By Robert Greenwald and Derrick Crowe, Huffington Post
Here's some good news for your Monday morning: your agitation against profligate war spending is bearing fruit in Washington, DC. Public pressure, generated in part by the Rethink Afghanistancommunity, our allies and supporters, has put defense spending front-and-center in the budget debate, with representatives from both sides of the aisle now pushing for cuts. This once unthinkable shift is a good sign that people power in the U.S. can still challenge the dominance of the military-industrial-congressional complex.

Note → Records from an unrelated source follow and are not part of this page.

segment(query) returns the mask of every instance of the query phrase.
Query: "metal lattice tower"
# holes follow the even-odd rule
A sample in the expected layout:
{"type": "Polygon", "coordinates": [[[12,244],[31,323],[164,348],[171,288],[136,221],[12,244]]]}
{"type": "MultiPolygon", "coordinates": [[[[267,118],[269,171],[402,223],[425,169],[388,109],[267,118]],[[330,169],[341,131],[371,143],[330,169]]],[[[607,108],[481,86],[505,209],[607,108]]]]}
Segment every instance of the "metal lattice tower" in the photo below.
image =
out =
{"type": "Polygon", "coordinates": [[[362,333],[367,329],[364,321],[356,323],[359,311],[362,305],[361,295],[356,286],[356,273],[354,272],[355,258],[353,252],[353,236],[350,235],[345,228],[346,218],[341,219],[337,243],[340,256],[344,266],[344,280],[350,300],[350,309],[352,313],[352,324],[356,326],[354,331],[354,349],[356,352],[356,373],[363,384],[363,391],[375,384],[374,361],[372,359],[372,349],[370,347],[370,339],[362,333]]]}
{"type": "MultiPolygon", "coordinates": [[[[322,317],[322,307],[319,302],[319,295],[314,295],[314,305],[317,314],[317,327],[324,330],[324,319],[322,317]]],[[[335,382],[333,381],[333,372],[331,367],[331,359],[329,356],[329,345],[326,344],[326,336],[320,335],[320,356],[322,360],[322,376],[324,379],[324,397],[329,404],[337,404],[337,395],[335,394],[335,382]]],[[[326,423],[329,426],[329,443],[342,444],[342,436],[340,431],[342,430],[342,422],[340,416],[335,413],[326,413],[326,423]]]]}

A June 24th National Journal article focusing on the dying cult of counterinsurgency shows how political pressure from the people is forcing a rethink of hyper-expensive military undertakings, emphasis ours:
"As the 2012 presidential campaign gets under way and the political debate centers on the debt ceiling and the deficit, the mounting cost of the war has eclipsed the casualty rate as Topic A. A new poll by the Pew Research Center for the People and the Press shows that nearly 60 percent of Americans believe that the cost of the wars in Iraq and Afghanistan has contributed 'a great deal' to the nation's debt--more than, say, increased domestic spending or the tax cuts enacted over the past decade. The public is clearly growing disenchanted with [counterinsurgency's] expense and incremental progress. Even traditionally hawkish Republicans, particularly in the House, have begun to balk."